Thursday, February 7, 2013

When do I get to read it, you ask?

Detail of man reading "The Three Kingdoms"
After reading my post about finishing the first draft of my novelette Izzy Crow, my brother asked, When do I get to read it? I'm afraid the answer is, not for a while. I think of a story idea, sit down and write it out, and that's really where things are just getting started. I followed my own advice with this story and wrote fast and let it be a big, bountiful mess, which will need a lot of taming before it resembles a finished story. 

One of my favorite short story writers, George Saunders talks about about his approach to story being an iterative process. He explains that even if he doesn't know exactly what a story is about when he starts it, if he keeps returning to it over and over again through revisions, the true meaning of the story kind of accretes (Check out the article and listen to the whole interview here). I think this is true. In any creative pursuit, it becomes apparent that while you can work faster, there are no shortcuts.

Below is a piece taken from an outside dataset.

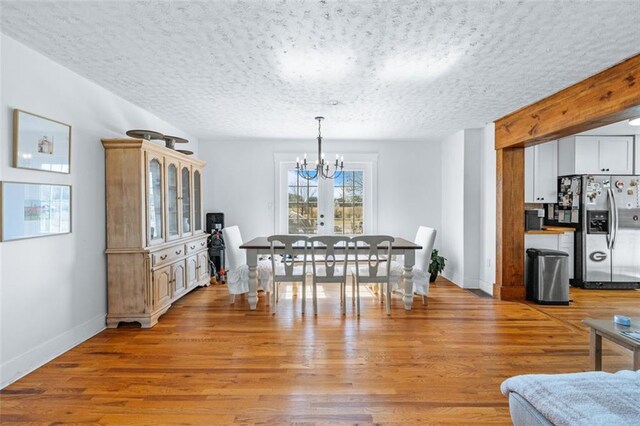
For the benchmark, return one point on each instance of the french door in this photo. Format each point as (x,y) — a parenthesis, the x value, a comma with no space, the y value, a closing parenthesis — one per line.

Here are the steps in my process as it is today. It may change and evolve as I continue to push myself to become a better writer.
    First is the idea of course, usually followed by a little preliminary research. I don't factor this into the time it takes to produce a finished story. I keep a collection of ideas simmering in my journal, and when I have a spare minute or two I'll poke around the Internet for information that will help grow a particular idea until I've got enough to start writing. For example, for the story I'm working on this week (remember a story a week!): I'm reading about the different kinds of environments tidally locked planets might have. I am actually doing this concurrent with writing the first draft.
    • First draft. "Ground Zero" can mean either the point directly below an exploding nuclear bomb, or a starting point for some activity. In writing, I think both definitions are apt. This set of half formed characters and events have to go from my brain to the page and even when I start with something, it feels like starting from nothing. The process can be quite disfiguring, in that what you end up with can be pretty unrecognizable when compared with the original idea, but that's not always a bad thing.
    • First read through with notes for big changes. This is where I assess what I got with my first attempt. Theoretically I could abandon a story at this point, but I haven't done that yet. I usually do a little additional research here, filling in missing information and searching for specific, vivid details to add.
    • Second draft. Here I implement all the stuff I got from the first read, making big changes. Reshaping by cutting big swaths out and chunking in new material including said detail (from a hopefully brief trip to the land of research). At some point around here, my understanding of the themes of the piece usually come into better focus, which may cause another sub-round of cutting and chunking.
    • Third draft. These are smaller adjustments, smoothing it all out, paragraph and sentence level work, style, tone, tweaking metaphors and language to highlight said theme. This can take a long time. Writing a good sentence is hard.
    • Critique. Now I'm ready to let a few people see it. Slugtribe, my in-person critique group meets the 2nd and 4th Tuesdays of every month, or I can send it off to the Online Writing Workshop, crits usually take about a week to come back from that site. I find getting feedback from others essential to the process. This is also a chance for me to step away from this story for a few days. It's amazing what I'll see when I look at it after a break. 
    • Final revisions. Assessing all the critiques and incorporating the useful comments AND a final proofing read through (yup, still finding typos).
    first read through
    Each of these six stages can take a week or more, and that's a minimum, what with hubby and kids and the dog and life intervening and all. Some stories are harder than others, they put up more resistance, require more revisions to really get at the nut of the thing. This year I am trying out drafting a NEW story every week, so I am working on the new thing in the morning and revising older stories in the afternoons and evenings. I expect I will be writing more flash fiction (stories under 1,000 words) and probably some poetry on weeks when I want to devote more time to revising a longer story.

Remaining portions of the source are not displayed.